In letzterem Fall ist die Berufung immer zugelassen. Im Übrigen kommt es auf den Einzelfall an. Wird also in einem Allerweltsfall um einen Betrag bis zu 600 € gestritten, ist das Urteil bereits mit seiner Verkündung rechtskräftig, ein Rechtsmittel ist nicht möglich. Die Berufung gesondert zulassen wird das Gericht nur, wenn es sich um eine Angelegenheit von grundsätzlicher Bedeutung oder eine Tarifstreitigkeit handelt oder von einem ihm bekannten Urteil der 2. Instanz abgewichen ist.
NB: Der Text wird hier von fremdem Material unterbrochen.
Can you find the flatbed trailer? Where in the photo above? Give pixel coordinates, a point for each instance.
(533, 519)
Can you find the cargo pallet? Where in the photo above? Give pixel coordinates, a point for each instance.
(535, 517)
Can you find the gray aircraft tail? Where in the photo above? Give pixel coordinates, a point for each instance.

Zulässigkeit der Revision:
- Zulassung im Urteil des Landesarbeitsgerichts, oder
- Zulassung durch das Bundesarbeitsgericht aufgrund einer Nichtzulassungsbeschwerde
Beschwerde gegen Beschlüsse:
Gegen Beschlüsse zur Verfahrensleitung oder in Nebenverfahren ist in bestimmten Fällen die sog. sofortige Beschwerde zulässig. Einzelheiten würden hier jedoch zu weit führen. Zweifel über die Zulässigkeit können ohnehin nicht aufkommen, denn alle mit einem befristeten Rechtsmittel anfechtbaren Entscheidungen müssen eine Rechtsmittelbelehrung enthalten. Die Beschwerde ist hier nur der Vollständigkeit halber aufgeführt.
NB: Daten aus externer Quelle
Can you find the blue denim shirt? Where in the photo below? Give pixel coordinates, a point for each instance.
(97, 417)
Rechtsmittel in Beschlussverfahren:
- Beschwerde gegen Entscheidung 1. Instanz
- Rechtsbeschwerde gegen Entscheidung 2. Instanz
- Im Übrigen analog zu Berufung oder Revision
Rechtsmittelfristen:
- Berufungfrist 1 Monat
- Revisionsfrist 1 Monat
- Sofortige Beschwerde 2 Wochen
Gemeinsamkeit aller Rechtsmittel:
- Rechtsmittel müssen grundsätzlich von einem Rechtsanwalt oder einer Rechtsanwältin eingelegt werden
(nur in 2. Instanz sind auch Verbandsvertreter zugelassen) - Schriftlich oder per Telefax
- Auseinandersetzung mit der angefochtenen Entscheidung
Ist ein Rechtsmittel nicht (mehr) gegeben, ist das Verfahren rechtskräftig, d.h. endgültig abgeschlossen. Aufgrund der Rechtswegzuständigkeit kann das Verfahren auch nicht bei einem anderen Gericht erneut anhängig gemacht werden.
Diese Vorschriften sind für alle Beteiligten bindend. Niemand, absolut niemand, ist berechtigt, außerhalb eines Rechtsmittelverfahrens eine Entscheidung abzuändern oder aufzuheben (Artikel 97 Absatz 1 des Grundgesetzes). Schreiben an Minister oder Beschwerden auf dem Verwaltungswege können deshalb keinen Erfolg haben. Die Beschränkung der Rechtsmittelfähigkeit dient auch dem Rechtsfrieden.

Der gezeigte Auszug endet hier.